İlham Aliyev’in Prag’daki tutumu, siyaset adamı olarak hem Erdoğan’ın taziye mesajı sonrası duruma yorumu hem de Türkiye’ye karşı saldırıya geçen Sarkisyan’a “Toplantıda Türkiye’den temsilci bulunmuyor fakat ben buradayım “ demesi, Türkiye ve Azerbaycan’ın tek vücut olduğunu kanıtladı.
Ayrıca Cumhurbaşkanı Aliyev’in Başbakan Erdoğan’ın mesajına atıfta bulunarak, “barıştan yana olmayan tarafın Ermenistan” olduğuna işaret etmesi yönüyle de Türkiye’nin tutumunun barışçıl olduğunun ısrarla altının çizilmesine hizmet etti.
Doğrudur, taziye mesajı farklı taraflara çekildi hatta bu mesaj, kamuoyunda “Türkiye’nin Azerbaycan’dan vazgeçtiği” şeklinde bile yorumlandı. İlham Aliyev’in Prag’daki tutumu, Azerbaycan kamuoyundaki bu şaşkınlık ve yorumlara bir bakıma son verdi.
Sarkisyan ısrarla, sınırların 17 senedir kapalı kalması nedeniyle Türkiye’nin AB üyesi olarak görülmemesi gerektiğini savundu. Doğrusu, bölgeye sadece savaş getiren bir devlet zihniyetinin, tüm varlığını Türkiye düşmanlığına odaklamış bir siyasetçiden farklı tavır takınmasını beklemek biraz saflık olurdu. Ancak orada Sarkisyan’ın Türkiye’nin tüm çabalarına rağmen halen düşmanca tavır sergilemesinin tek nedeni, şahsi duyguları değildir. Burada Ermenistan’ın varlık nedeni ile Ermeni kimliğinin içerisinin 1915 olaylarına göre doldurulduğunu, boşaltılması durumunda Ermeni kimliğinin de sarsılacağını hesaba katmakta yarar vardır.
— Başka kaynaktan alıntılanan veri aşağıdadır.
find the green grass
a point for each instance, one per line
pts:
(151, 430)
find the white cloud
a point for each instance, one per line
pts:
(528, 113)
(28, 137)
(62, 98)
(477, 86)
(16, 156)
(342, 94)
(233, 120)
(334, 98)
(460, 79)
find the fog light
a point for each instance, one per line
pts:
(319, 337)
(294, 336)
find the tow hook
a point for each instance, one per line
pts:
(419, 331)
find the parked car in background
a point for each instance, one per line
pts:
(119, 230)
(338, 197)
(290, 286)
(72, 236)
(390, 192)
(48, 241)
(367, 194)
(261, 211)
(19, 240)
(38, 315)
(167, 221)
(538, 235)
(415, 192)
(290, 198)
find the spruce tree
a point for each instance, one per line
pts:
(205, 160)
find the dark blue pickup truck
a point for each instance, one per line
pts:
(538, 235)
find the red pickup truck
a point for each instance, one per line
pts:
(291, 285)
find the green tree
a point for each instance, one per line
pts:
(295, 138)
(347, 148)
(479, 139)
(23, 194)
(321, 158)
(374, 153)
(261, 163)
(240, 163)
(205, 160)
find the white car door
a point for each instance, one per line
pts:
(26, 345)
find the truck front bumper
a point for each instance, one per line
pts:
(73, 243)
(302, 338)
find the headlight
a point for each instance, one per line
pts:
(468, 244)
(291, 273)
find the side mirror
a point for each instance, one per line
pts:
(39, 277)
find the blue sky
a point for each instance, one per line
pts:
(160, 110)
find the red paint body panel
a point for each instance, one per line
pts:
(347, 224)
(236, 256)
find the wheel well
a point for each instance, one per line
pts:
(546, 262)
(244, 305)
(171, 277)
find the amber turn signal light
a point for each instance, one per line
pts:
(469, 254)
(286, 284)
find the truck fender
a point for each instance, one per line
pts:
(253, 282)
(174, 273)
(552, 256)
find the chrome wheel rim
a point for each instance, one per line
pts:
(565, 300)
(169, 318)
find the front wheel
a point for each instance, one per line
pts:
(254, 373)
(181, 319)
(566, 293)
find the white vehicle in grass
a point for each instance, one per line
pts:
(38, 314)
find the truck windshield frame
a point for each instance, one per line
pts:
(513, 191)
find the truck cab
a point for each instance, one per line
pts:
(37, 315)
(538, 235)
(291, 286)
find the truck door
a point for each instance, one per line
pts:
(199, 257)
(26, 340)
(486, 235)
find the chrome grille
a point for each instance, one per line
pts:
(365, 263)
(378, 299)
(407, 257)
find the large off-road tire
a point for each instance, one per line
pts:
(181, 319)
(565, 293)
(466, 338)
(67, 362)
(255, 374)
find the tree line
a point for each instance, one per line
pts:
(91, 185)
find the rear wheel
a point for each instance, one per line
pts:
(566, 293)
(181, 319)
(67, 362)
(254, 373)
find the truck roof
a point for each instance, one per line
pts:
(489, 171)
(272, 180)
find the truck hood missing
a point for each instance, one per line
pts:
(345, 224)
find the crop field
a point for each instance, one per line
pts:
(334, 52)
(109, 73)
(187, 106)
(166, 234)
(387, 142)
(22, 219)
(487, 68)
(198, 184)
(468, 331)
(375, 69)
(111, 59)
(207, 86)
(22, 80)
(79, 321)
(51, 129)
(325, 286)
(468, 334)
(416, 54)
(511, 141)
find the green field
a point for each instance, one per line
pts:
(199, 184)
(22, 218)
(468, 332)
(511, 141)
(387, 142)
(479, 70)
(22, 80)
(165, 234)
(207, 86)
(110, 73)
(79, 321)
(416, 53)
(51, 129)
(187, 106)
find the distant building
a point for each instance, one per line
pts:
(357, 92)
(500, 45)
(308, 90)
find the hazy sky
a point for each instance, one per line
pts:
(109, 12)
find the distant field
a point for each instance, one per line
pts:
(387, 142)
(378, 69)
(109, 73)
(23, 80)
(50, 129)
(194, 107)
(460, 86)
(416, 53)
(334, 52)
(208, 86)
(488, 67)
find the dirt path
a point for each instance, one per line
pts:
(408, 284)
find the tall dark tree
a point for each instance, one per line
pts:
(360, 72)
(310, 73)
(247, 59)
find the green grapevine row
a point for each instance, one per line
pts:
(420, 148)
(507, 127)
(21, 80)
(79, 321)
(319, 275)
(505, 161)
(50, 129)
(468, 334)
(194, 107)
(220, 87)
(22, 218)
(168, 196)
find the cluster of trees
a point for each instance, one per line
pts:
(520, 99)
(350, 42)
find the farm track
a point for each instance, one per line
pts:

Türkiye’nin büyük devlet refleksi elbette anlamlı ve takdire şayandır ancak bunu yaparken Ermenistan’ın Türkiye’nin her attığı adıma karşılık vermeyeceğini de düşünmek gerekir. Yukarı Karabağ’ı işgal eden, Müslüman- Türk yurdunda katliamlar yapan, Hocalı gibi 20. yüzyılın yüz karası insanlık dramını yaşatan Ermenistan’a hiç kimse “bu işgali durdur” demiyor. Acaba neden?
Neden kimse Müslüman ve Türk olan Azerbaycan topraklarındaki bu dramı durdurmaya gayret etmiyor?
Dünyanın adalet terazisi kimin elindeki ölçü taşlarına bağlı?
Tarih bilimcilerin “araştırması gereken olayın”, siyasi gerçeklik olarak dünyanın ve Türkiye’nin önüne konulmasına bazı aydınlar da çanak tutarken, 22 sene önce yaşanmış, canlı şahitleriyle görüntüler ve bilgilerle net olan Hocalı gibi bir dramın hesabını neden kimse sormuyor?
Türkiye’deki Ermeni kökenli aydınlarının bu suskunluğunu da anlamakta zorluk çekiyorum.
Hani, liberal demokrat, evrensel değerler deniliyor ya...
Peki Yukarı Karabağ’da olup bitenler, evrensel değer değil mi?
Evrensel değer, Müslüman olanlar için geçerli değil mi?
Hocalı’da katledilenler insan değil mi?
Başbakan Erdoğan çağının önüne geçen bir lider... Erdoğan, bu taziye mesajıyla aslında herkese ve Batı dünyasının evrensel değer algı ustalarına bile siyaset dersi vermiştir. Başbakan herkesi şaşırttı, hatta rahatsız etti.
Aliyev’in Prag’dan seslenişi de Azerbaycan Cumhurbaşkanı’nın ne kadar ciddi devlet adamı olduğunun işaretiydi.
Sarkisyan’ın bu tutuma rağmen halen Türkiye’ye “Azerbaycansız “politika baskısı yapması da oldukça anlamlıdır. Başbakan’ın mesajdan hemen sonra “normalleşme sadece Yukarı Karabağ işgali bittikten sonra olacak” demesi, galiba Ermenistan Cumhurbaşkanı Sarkisyan’ın Prag’daki tutumunun esas nedenidir. İlham Aliyev’in Prag’daki duruşu, Erdoğan’ın kimseye fırsat vermeden hep Azerbaycan haklarının savunucusu profili çizmesi bir gerçeğin örneğidir. Türkiye ve Azerbaycan ilelebed beraber yürüyecek, bir ve diri olacak ve sonuçta birlikte büyüyecek.